We’re nearing the October 23rd anniversary of last year when OiNK was shutdown in a joint raid by UK and Dutch police. The raids, if you recall, were coordinated by Interpol following a two-year investigation by the International Federation of the Phonographic Industry (IFPI) and the British Phonographic Industry (BPI).
Now comes word that UK police have finally filed charges in the case and they are every bit as odd as one would presume them to be.
It was just 2 months ago Alan ellis, the former Admin of the fabled music-oriented BitTorrent tracker site, had his bail extended for an astonishing 4th time due to an inability by prosecutors to establish charges of criminal wrongdoing.
Now Oink notifies visitors that "On 10 September 2008, Alan Ellis was charged with conspiracy to defraud. There will be a hearing at a Magistrates Court on 24 September 2008, at which point it will be passed to a Crown Court."
The charge allegedly pertains to the site’s donations mechanism in which users contributed to the site to pay for server costs, hosting fees, etc.. UK authorities insist that the site was a money making scheme that was "extremely lucrative."
"Members paid donations via debit or credit cards, ensuring their continued access to the site," reads a press release that followed Operation Ark Royal which targeted the site. "The payments were received electronically into the web site company accounts.
"This is big business, with hundreds of thousands of pounds being made."
But, as everybody knows, the site cost money and certainly no one can claim that they were harmed by the site even if it did allegedly defraud users.

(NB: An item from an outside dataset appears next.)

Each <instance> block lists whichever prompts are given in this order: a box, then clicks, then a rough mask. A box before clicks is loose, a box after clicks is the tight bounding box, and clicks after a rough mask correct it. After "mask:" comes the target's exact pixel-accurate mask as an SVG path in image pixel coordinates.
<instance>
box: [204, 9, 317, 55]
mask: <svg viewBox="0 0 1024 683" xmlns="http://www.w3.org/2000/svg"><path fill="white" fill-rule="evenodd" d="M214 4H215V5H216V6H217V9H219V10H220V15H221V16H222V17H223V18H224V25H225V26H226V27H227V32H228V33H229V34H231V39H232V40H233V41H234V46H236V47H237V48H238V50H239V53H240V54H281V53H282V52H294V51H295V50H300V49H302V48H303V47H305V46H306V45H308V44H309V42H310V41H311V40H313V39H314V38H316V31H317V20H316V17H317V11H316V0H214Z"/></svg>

If anything, regular users didn’t contribute enough in consideration of how much music they were able to obtain by sharing with others.
Shouldn’t a "conspiracy to defraud" charge require that actual victims come forward to file a complaint of criminal wrongdoing in the first place? If nobody feels they were defrauded in the first place then the only person really being defrauded is the defendant trying to receive a fair trial.
In addition to the case against Ellis, 6 people were accused of being uploaders to the site. Of those 2 have already been excused from further prosecution and 2 have now been formally charged with uploading a single CD.
“I think it’s a sledgehammer to crack a walnut,” said one of them.